Gandhi likes to dwell on his youth, calling on India's millions of "other youngsters" to join the Congress party youth wing to help rebuild India. Working with the youth groups is his immediate focus, he says, rejecting the idea that he is angling to be named prime minister if the Congress does well in the polls.
Sonia Gandhi has stated that she will back the current prime minister to stay in his post, and her son has agreed. "Mr Singh is the best prime minister that this country could have," Rahul said.
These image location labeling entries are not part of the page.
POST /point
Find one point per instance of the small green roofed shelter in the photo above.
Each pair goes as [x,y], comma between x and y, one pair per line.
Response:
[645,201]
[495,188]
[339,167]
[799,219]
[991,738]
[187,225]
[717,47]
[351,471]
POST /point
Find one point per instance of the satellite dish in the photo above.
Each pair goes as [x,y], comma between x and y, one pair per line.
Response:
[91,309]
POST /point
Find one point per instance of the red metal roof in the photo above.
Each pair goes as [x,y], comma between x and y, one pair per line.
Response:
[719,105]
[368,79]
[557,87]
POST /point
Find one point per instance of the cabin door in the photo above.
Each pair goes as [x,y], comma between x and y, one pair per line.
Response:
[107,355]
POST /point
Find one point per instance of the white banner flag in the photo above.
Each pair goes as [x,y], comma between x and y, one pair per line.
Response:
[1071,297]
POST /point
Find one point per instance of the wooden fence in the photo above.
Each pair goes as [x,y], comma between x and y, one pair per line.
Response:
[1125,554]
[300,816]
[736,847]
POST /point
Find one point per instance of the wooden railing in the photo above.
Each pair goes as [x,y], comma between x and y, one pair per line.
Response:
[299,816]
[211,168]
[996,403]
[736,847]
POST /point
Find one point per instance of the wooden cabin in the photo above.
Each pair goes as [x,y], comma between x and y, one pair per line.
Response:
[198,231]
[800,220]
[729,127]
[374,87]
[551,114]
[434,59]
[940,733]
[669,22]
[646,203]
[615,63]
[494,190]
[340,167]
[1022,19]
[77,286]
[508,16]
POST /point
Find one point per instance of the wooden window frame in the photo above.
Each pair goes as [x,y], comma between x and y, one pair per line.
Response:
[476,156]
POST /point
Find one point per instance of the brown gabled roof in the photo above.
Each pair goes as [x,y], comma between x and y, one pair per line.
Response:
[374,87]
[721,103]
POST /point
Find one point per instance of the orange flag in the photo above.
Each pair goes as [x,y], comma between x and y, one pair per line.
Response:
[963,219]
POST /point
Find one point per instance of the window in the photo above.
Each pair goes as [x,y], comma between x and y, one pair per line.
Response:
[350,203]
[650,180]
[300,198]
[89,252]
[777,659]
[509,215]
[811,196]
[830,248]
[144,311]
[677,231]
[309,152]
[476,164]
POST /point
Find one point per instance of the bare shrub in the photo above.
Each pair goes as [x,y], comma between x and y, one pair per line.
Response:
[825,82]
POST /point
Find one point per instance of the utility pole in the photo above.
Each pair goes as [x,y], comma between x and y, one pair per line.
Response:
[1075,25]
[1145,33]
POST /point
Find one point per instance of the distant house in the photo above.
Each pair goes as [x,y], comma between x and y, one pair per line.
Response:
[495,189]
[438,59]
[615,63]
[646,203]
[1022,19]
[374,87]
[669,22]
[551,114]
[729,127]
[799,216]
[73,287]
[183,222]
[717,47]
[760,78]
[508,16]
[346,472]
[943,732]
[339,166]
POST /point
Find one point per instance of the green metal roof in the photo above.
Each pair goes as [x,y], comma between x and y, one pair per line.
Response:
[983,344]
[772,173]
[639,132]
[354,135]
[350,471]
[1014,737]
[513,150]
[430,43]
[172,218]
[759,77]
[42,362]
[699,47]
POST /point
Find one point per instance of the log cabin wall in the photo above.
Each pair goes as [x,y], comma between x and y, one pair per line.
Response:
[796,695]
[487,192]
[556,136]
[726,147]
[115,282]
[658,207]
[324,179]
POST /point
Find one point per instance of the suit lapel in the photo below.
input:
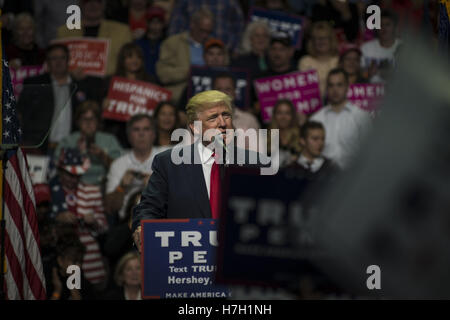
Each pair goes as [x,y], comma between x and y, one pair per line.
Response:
[197,179]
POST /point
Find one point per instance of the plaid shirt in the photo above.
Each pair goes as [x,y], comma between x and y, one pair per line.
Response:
[229,19]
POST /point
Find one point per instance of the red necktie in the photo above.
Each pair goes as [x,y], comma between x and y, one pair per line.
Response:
[214,190]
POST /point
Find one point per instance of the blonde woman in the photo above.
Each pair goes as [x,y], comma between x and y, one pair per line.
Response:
[323,53]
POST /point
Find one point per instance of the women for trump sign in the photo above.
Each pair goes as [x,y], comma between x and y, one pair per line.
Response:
[129,97]
[302,88]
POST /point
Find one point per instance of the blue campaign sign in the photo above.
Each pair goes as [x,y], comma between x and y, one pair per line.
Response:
[265,236]
[178,259]
[280,22]
[202,78]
Political analysts used to dismiss Rahul as the less talented of Sonia and Rajiv's two children, casting him in the shadow of his younger sister, Priyanka, who despite enormous popularity (down in part to her physical resemblance to Indira Gandhi) has refused to enter politics. However, observers concede that Rahul, after five years as an MP, no longer has the awkward schoolboy demeanour that used to characterise his speeches, and agree that he has developed confidence. His earlier political diffidence, his weekends spent paragliding or dining glamorous women at Delhi's most expensive Italian restaurant (where starters cost more than the average weekly salary), have all been replaced by a zeal to claim his "birthright". Over the past year he has travelled extensively, familiarising himself with the remote rural extremes of the nation.
At a press conference in Delhi yesterday he returned to his theme of the need to spread India's growth to the dispossessed. "I go to the villages where there is nothing, and I see people who are amazing, who put all of us to shame. The real energy of India is in the villages. We need to transfer the growth to that population."
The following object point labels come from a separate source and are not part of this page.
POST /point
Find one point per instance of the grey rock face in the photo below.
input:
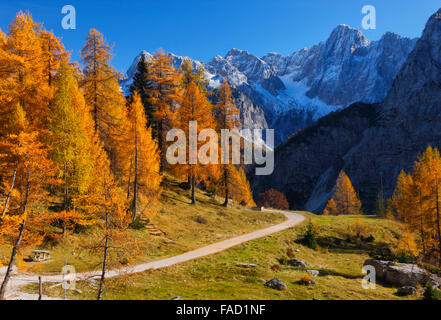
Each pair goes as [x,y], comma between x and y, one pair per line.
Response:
[399,274]
[406,291]
[372,149]
[314,273]
[307,165]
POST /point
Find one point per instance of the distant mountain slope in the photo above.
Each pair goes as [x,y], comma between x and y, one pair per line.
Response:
[288,93]
[371,151]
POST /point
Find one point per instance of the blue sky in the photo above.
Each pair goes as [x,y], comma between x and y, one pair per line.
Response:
[204,28]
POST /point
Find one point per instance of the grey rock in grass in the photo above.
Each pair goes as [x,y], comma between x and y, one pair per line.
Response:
[276,284]
[296,263]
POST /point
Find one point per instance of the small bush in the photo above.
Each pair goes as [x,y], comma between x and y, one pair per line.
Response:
[275,268]
[306,279]
[310,237]
[431,293]
[273,199]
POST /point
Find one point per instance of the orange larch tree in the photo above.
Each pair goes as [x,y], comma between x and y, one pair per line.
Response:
[104,97]
[195,107]
[143,177]
[35,172]
[165,95]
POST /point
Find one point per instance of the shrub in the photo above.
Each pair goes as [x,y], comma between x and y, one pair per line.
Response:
[137,224]
[306,279]
[275,268]
[273,199]
[283,261]
[431,293]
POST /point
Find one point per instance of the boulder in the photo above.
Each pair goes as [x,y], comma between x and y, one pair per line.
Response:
[296,263]
[380,267]
[314,273]
[406,275]
[276,284]
[406,291]
[398,274]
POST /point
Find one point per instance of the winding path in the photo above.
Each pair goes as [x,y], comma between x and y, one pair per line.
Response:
[22,279]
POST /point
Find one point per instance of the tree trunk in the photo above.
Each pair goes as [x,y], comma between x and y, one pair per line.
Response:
[12,260]
[438,224]
[193,185]
[227,190]
[135,182]
[106,249]
[8,197]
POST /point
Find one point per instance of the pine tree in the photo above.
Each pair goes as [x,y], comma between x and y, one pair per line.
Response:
[227,115]
[165,96]
[143,158]
[53,53]
[345,199]
[143,86]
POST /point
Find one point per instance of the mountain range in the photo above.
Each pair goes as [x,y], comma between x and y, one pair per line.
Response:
[288,93]
[372,142]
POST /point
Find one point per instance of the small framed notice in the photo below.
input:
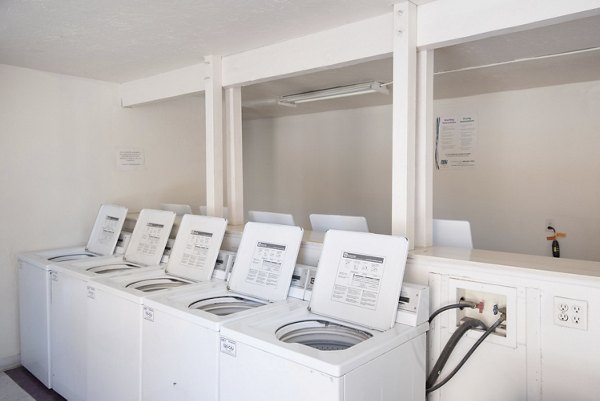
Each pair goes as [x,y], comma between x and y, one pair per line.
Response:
[455,143]
[130,159]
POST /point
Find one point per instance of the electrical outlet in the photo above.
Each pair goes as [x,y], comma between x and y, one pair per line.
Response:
[570,313]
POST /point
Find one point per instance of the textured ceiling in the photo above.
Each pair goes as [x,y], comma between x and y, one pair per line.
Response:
[506,62]
[122,40]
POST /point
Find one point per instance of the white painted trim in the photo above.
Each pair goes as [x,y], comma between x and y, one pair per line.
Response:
[448,22]
[180,82]
[424,150]
[234,157]
[9,362]
[347,44]
[214,137]
[404,109]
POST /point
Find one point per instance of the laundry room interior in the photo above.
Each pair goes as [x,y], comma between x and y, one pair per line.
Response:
[232,124]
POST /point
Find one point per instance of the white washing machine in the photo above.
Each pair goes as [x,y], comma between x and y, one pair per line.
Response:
[180,331]
[115,312]
[343,345]
[70,290]
[34,288]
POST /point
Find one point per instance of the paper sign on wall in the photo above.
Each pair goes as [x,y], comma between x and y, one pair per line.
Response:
[455,142]
[130,159]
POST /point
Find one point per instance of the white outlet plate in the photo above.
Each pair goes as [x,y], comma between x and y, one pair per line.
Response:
[570,313]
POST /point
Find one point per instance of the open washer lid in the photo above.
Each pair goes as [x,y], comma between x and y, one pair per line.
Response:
[359,278]
[149,237]
[196,247]
[106,230]
[265,260]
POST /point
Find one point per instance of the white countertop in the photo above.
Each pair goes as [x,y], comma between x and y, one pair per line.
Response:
[514,260]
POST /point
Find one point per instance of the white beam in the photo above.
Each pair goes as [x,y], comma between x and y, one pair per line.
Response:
[214,137]
[424,150]
[363,40]
[404,107]
[447,22]
[183,81]
[235,161]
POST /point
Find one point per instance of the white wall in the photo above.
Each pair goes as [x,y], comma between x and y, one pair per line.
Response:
[336,162]
[537,159]
[59,136]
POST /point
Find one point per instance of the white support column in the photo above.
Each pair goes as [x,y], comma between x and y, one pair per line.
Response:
[214,137]
[424,150]
[404,107]
[235,161]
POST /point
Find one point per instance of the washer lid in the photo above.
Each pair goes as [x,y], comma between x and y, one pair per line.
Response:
[196,247]
[265,260]
[149,237]
[359,278]
[106,230]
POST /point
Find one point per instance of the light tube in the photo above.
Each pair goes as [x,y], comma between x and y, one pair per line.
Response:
[334,93]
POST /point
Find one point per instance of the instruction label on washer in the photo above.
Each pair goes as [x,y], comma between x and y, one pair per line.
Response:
[150,239]
[265,269]
[196,249]
[358,280]
[228,347]
[148,313]
[109,229]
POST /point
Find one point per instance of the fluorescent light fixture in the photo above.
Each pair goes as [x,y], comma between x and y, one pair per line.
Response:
[334,93]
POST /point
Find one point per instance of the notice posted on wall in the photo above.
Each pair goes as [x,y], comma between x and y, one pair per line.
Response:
[130,159]
[455,143]
[267,261]
[358,280]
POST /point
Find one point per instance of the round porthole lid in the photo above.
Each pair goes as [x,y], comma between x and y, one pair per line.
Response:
[323,335]
[157,284]
[225,305]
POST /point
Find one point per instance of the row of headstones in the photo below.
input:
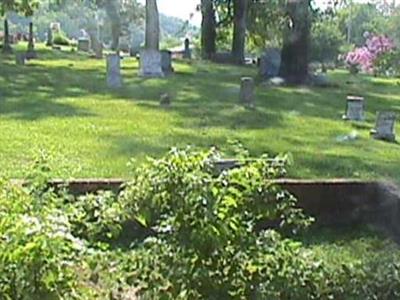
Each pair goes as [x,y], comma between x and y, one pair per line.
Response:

Returning to a theme well-worn by his father, he asked why it was that only 10 paisa of every rupee of government money spent on development actually reached its intended target – the outcome, historically, of entrenched corruption.
But these lines of argument, while successful themes for an opposition party, could backfire for a party already in power. MJ Akbar, a columnist and magazine editor, said: "We have become so entranced by the dynasty that we are really forgetting the larger issues – has poverty been reduced since they've been in power? Has the quality of life improved? Has governance improved? If only 10 paisa are getting through, then who's responsible? They've been in power for the last five years, they should be making sure that 90% gets through to the poor."
Gandhi believes his party cannot be held responsible for such ancient problems. "We run one of the biggest administrative systems in the world, next to China," he said. "To change this is not an event. It is a process, a long-term process."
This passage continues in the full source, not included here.